Tuesday, January 13, 2009

Review: A Supposedly Fun Thing I'll Never Do Again

I'm on a serious David Foster Wallace binge. I want to read some of his fiction next, but his essays are just so good. His style and point of view compliment each other so well. I easily relate to Wallace's over-educated self reflection, matter of fact insight, and honesty about his own worse impulses.

is a collection of essays and arguments originally published in various magazines in the early/mid 1990s. The essays are longish, but each fully develops an idea in a way that makes you appreciate the depth of engagement that is lacking from shorter pieces. The seven essays are:

Derivative Sport in Tornado Alley Here, Wallace recounts his childhood experiences playing tennis in the rural midwest.

E Unibus Pluram: Television and U.S. Fiction In this essay, Wallace gives forth his opinion of the impact of TV on serious fiction writing. This is the most difficult essay in the collection. Wallace's argument builds up about irony, and how the use/conditioning of irony on TV colors what is possible in fiction writing. Wallace sums up his thesis succinctly (pg 49, in a section appropriately titled "I do have a thesis"):
I want to persuade you that irony, poker-faced silence, and fear of ridicule are distinctive of those features of contemporary U.S. cultuer (of which cutting-edge fiction is a part) that enjoy any significant relation to the television whose weird pretty hand has my generation by the throat. I'm going to argue that irony and ridicule are entertaining and effective, and that at the tame time they are agents of a great despair and stasis in U.S. culture, and that for aspiring fiction writers they pose especially terrible problems.

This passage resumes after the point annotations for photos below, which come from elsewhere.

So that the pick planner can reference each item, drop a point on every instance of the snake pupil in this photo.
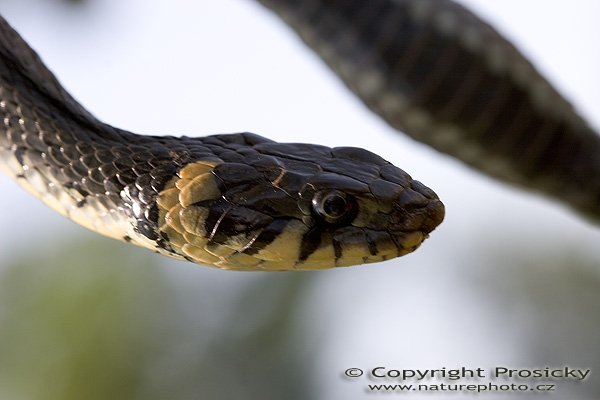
(333, 206)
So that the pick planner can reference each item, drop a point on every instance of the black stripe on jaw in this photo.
(311, 241)
(267, 236)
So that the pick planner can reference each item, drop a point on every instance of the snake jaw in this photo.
(233, 216)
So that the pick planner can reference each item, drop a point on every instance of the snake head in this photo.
(294, 207)
(366, 212)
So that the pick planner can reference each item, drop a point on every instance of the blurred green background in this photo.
(508, 280)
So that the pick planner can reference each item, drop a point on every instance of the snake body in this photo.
(429, 67)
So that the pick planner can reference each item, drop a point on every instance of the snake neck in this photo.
(432, 69)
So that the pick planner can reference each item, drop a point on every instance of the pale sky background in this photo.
(195, 68)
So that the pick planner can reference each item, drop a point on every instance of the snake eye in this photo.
(334, 206)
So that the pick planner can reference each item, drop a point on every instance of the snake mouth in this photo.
(433, 214)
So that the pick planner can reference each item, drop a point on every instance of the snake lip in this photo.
(435, 212)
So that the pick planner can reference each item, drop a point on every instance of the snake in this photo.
(432, 69)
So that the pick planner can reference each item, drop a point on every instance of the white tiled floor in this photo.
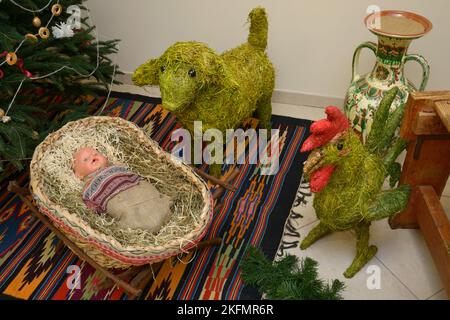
(406, 268)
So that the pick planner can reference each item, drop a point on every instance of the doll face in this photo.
(88, 160)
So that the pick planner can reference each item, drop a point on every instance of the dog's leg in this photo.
(264, 111)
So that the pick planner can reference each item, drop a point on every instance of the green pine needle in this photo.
(287, 279)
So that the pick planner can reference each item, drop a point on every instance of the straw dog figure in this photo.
(220, 90)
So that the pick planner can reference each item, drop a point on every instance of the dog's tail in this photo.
(258, 28)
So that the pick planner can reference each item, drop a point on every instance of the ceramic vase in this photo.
(395, 31)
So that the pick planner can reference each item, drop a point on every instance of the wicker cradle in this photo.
(104, 249)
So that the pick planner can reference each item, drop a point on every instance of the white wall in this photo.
(311, 42)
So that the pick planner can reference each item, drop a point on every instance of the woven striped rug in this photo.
(33, 264)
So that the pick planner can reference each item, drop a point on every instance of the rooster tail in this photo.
(258, 28)
(388, 203)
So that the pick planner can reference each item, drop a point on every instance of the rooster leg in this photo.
(315, 234)
(364, 252)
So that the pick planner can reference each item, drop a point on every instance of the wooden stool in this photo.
(426, 125)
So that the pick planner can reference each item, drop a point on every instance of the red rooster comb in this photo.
(323, 131)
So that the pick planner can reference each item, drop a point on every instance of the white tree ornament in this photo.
(63, 30)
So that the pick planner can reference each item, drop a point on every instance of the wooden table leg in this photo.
(435, 228)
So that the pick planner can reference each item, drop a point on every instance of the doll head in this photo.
(88, 160)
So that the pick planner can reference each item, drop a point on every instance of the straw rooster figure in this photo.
(348, 176)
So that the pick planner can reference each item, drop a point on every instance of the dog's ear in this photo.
(147, 73)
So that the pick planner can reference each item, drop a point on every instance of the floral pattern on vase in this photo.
(365, 92)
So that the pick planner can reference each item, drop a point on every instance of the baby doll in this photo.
(113, 189)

As someone who got rid of my own TV over a year ago, I am not sure how relate to this essay (which as written in 1990). I think that Wallace's basic point holds, but the rise of internet culture, and the popular satire of shows such as the Daily Show seem to have raised the stakes.

Getting Away from Already Being Pretty Much Away from It All This piece recounts Wallace's experiences at the 1993 Illinois State Fair. Wonderful for anyone who has ever attended and reflected upon the such events. I have no idea how a person who has never attended such a fair would react to this essay.

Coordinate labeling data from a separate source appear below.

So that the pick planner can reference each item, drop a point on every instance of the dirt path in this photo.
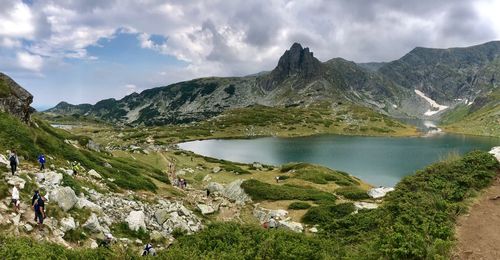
(478, 233)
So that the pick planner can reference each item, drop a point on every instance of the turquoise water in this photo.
(376, 160)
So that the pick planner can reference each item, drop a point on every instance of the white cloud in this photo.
(130, 88)
(30, 62)
(17, 21)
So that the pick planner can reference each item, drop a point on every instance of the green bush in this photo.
(299, 205)
(352, 193)
(263, 191)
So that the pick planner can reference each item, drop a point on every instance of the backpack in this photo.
(13, 160)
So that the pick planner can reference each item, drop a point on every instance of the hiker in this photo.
(15, 199)
(273, 223)
(41, 160)
(34, 199)
(40, 211)
(149, 250)
(14, 161)
(76, 168)
(106, 242)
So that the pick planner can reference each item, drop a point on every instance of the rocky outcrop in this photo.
(136, 220)
(65, 197)
(233, 191)
(14, 99)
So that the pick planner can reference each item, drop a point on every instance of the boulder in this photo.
(65, 197)
(67, 224)
(291, 225)
(205, 209)
(15, 180)
(94, 174)
(49, 178)
(233, 191)
(136, 220)
(3, 160)
(85, 203)
(215, 187)
(161, 215)
(496, 152)
(379, 192)
(92, 224)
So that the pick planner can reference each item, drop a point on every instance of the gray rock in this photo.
(293, 226)
(215, 187)
(94, 174)
(205, 209)
(65, 197)
(161, 215)
(15, 180)
(67, 224)
(136, 220)
(92, 224)
(16, 101)
(234, 192)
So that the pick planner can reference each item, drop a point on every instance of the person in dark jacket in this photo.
(41, 160)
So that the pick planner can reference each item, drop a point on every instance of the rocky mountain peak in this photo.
(296, 62)
(14, 99)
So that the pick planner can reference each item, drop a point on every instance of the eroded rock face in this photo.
(14, 99)
(136, 220)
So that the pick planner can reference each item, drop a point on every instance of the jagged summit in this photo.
(296, 62)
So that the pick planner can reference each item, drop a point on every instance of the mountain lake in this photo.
(380, 161)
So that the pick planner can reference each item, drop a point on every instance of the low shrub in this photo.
(352, 193)
(299, 205)
(263, 191)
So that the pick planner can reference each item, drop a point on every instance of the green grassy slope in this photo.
(481, 118)
(416, 221)
(30, 141)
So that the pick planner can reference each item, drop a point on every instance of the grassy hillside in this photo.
(30, 141)
(480, 118)
(416, 221)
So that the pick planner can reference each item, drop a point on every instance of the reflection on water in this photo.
(377, 160)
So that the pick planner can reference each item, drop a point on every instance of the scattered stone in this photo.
(365, 205)
(94, 174)
(233, 191)
(15, 180)
(205, 209)
(135, 220)
(291, 225)
(65, 197)
(379, 192)
(215, 187)
(92, 224)
(28, 227)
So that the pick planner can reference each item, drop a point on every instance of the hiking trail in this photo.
(478, 232)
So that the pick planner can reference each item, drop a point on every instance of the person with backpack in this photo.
(15, 199)
(34, 199)
(149, 250)
(41, 160)
(14, 162)
(40, 211)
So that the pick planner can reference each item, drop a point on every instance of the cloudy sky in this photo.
(87, 50)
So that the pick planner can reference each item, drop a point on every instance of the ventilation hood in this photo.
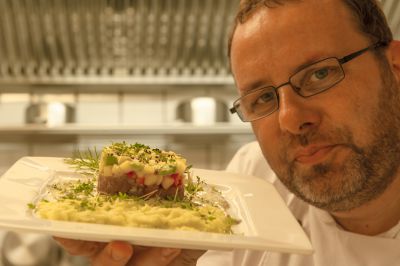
(121, 41)
(115, 41)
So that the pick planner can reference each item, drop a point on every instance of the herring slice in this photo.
(137, 169)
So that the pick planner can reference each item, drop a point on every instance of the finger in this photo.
(154, 257)
(188, 257)
(80, 247)
(116, 253)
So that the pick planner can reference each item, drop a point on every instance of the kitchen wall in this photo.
(132, 109)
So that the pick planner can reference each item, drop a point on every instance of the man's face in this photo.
(336, 150)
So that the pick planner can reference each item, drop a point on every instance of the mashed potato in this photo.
(78, 201)
(127, 212)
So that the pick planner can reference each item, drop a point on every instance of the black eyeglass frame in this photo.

Greatly Exaggerated This short essay (just 8 pages) offers some thoughts on various schools of literary criticism and the nature of the Author. As a person who is not really conversant in this language I found it surprisingly approachable.

David Lynch Keeps His Head Here, Wallace visits the set of Lost Highway, and offers insight and commentary on the movie business and the nature of director David Lynch.

Tennis Player Michael Joyce's Professional Artistry as a Paradigm of Certain Stuff about Choice, Freedom, Discipline, Joy, Grotesquerie, and Human Completeness The tittle pretty much says it all.

A Supposedly Fun Thing I'll Never Do Again The final piece is Wallace's reflections on and about a 7 night Caribbean Cruise. One could seriously argue that this is the Platonic Ideal of what nonfiction writing should achieve. Read it.

After devouring this collection of essays I'm left with three overwhelming feelings: (1) intrigue and curiosity about some of the ideas and interpretations Wallace argues for, (2) great appreciation for the quality and style of his writing, (3) a very real sense of loss that Wallace will never again go off on same strange or ordinary trip and use it as a vehicle for his amazing writing and insight.